Tom Burlington's lawsuit against the station was filed after he was fired for using the N-word in an editorial meeting back in 2007.
Burlington was fired in after he used the N-word during an editorial meeting in which reporters discussed the symbolic burial of the N-word by the Philadelphia Youth Council of the NAACP.
His suit claims that he was punished for his non-pejorative use of the word because he's white.
During the June 23, 2007, meeting, Burlington asked colleagues, "Does this mean we can finally say n-----?" he testified yesterday.
Newscast producer Nicole Wolfe, who was at the meeting, told Burlington afterward that she did not think there was any reasonable time to use the word. His co-anchor, Joyce Evans, told him that others were offended by his comments, according to court documents released last month.

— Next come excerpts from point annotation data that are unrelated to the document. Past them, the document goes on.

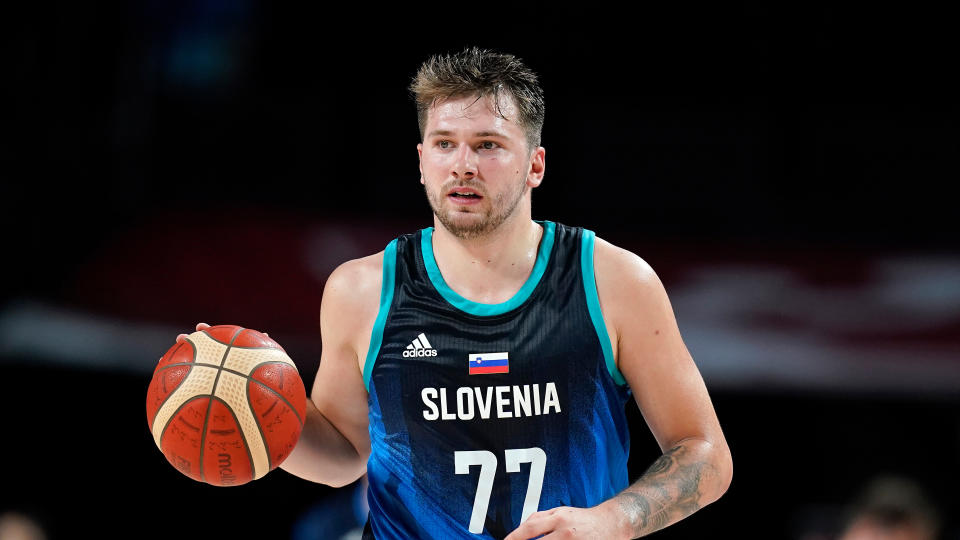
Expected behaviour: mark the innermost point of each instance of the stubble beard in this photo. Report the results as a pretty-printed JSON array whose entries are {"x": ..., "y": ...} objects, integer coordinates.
[{"x": 466, "y": 226}]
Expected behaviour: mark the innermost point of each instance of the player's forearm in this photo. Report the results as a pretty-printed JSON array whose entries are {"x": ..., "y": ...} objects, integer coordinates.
[
  {"x": 323, "y": 454},
  {"x": 684, "y": 479}
]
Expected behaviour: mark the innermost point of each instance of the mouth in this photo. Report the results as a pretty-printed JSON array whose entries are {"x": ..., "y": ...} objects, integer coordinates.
[{"x": 464, "y": 195}]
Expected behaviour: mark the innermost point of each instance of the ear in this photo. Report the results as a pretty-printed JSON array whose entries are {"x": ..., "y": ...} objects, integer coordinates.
[
  {"x": 538, "y": 165},
  {"x": 420, "y": 160}
]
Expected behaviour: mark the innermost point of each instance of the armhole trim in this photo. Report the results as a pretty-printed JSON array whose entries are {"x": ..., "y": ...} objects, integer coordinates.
[
  {"x": 386, "y": 300},
  {"x": 593, "y": 304}
]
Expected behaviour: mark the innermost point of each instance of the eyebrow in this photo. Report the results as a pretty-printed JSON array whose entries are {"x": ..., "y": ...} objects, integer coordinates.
[{"x": 448, "y": 133}]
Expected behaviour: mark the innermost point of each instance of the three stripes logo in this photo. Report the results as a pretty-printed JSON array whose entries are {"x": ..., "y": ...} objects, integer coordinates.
[{"x": 420, "y": 347}]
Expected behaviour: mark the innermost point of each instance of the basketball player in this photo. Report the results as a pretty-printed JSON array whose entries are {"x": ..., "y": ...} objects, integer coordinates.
[{"x": 478, "y": 370}]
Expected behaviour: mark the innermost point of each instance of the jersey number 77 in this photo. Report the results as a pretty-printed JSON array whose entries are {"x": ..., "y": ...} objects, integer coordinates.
[{"x": 487, "y": 461}]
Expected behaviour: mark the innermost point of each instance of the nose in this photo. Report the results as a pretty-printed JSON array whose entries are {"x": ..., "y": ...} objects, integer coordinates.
[{"x": 465, "y": 164}]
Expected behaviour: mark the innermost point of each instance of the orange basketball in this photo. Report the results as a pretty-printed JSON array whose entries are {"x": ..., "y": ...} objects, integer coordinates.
[{"x": 226, "y": 406}]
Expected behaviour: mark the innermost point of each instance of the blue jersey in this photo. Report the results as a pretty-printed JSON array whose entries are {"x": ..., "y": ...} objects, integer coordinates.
[{"x": 481, "y": 414}]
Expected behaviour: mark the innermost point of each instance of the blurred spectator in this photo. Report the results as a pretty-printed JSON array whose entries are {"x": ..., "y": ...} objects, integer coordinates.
[{"x": 892, "y": 509}]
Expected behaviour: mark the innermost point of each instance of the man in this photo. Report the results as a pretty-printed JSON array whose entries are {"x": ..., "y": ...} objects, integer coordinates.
[{"x": 477, "y": 370}]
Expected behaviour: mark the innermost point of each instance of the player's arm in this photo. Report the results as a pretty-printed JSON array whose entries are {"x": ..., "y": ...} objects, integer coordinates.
[
  {"x": 335, "y": 443},
  {"x": 696, "y": 467}
]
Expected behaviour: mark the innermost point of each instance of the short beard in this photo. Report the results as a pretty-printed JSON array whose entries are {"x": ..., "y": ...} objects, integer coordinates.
[{"x": 477, "y": 228}]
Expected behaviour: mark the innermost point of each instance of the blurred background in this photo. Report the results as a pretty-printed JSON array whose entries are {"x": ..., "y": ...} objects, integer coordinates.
[{"x": 786, "y": 171}]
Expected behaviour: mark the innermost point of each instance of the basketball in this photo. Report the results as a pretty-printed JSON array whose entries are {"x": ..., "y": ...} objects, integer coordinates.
[{"x": 226, "y": 405}]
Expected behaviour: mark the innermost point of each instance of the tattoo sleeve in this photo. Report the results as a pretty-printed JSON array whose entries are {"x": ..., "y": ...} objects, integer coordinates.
[{"x": 670, "y": 490}]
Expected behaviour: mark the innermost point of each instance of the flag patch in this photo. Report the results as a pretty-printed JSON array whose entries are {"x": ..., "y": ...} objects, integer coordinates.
[{"x": 481, "y": 363}]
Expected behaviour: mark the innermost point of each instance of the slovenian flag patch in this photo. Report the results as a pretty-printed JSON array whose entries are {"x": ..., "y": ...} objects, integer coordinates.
[{"x": 481, "y": 363}]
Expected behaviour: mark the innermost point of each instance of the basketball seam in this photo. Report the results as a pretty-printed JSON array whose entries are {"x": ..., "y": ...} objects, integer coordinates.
[
  {"x": 246, "y": 444},
  {"x": 278, "y": 394},
  {"x": 213, "y": 391},
  {"x": 173, "y": 417},
  {"x": 164, "y": 402},
  {"x": 256, "y": 421}
]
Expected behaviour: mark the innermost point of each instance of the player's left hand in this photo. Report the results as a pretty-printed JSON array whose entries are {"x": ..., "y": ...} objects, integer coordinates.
[{"x": 568, "y": 522}]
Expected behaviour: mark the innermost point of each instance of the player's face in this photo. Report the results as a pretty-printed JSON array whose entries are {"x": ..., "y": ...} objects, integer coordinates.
[{"x": 476, "y": 165}]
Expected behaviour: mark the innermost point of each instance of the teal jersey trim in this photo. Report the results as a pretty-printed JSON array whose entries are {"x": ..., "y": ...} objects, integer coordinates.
[
  {"x": 386, "y": 300},
  {"x": 593, "y": 304},
  {"x": 476, "y": 308}
]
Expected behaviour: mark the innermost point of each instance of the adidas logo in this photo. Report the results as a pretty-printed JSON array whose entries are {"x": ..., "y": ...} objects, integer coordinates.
[{"x": 419, "y": 347}]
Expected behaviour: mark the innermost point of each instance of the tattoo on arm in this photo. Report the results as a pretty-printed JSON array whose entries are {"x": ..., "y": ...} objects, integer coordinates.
[{"x": 667, "y": 492}]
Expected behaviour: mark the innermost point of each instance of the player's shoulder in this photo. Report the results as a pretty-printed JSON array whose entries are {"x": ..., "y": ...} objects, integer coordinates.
[
  {"x": 355, "y": 284},
  {"x": 614, "y": 263}
]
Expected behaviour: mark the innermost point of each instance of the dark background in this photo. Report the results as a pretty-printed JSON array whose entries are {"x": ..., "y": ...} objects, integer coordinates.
[{"x": 786, "y": 170}]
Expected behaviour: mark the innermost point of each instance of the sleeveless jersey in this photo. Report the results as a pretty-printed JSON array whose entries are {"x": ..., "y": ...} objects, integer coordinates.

Evans pointedly told him, according to the suit, that he would never understand what it's like to be called the N-word and was not permitted to use it because he is white. Wolfe and Evans are both black.
"I'm not black. I've never been called that," Burlington testified yesterday. "But in my life, I've been called things that are incredibly hurtful."
Nearly a week after he apologized to Wolfe, Evans and other colleagues, Burlington was given a "final warning" by station management, suspended from his job and ordered to undergo sensitivity training.
According to court documents, Burlington was declared fit to return to work after meeting with a sensitivity trainer. Still, he was fired July 12.
When asked why, a manager responded, "Because we have concerns for your safety," Burlington testified yesterday.
In court yesterday, Burlington described black employees being given greater leeway in using racial epithets. He described one incident in which anchor Dave Huddleston, who is black, referred to a criminal as "one dumb n-----" while other employees laughed.
Burlington has not been hired for another job in broadcast journalism, and instead has worked as a real estate agent.
Near the end of questioning by his attorney, Laura Carlin Mattiacci, Burlington began to cry while describing the impact of his termination on his children.
"My biggest fear is that they will someday get on the Internet and see what's being written about me - that I'm a racist," he said.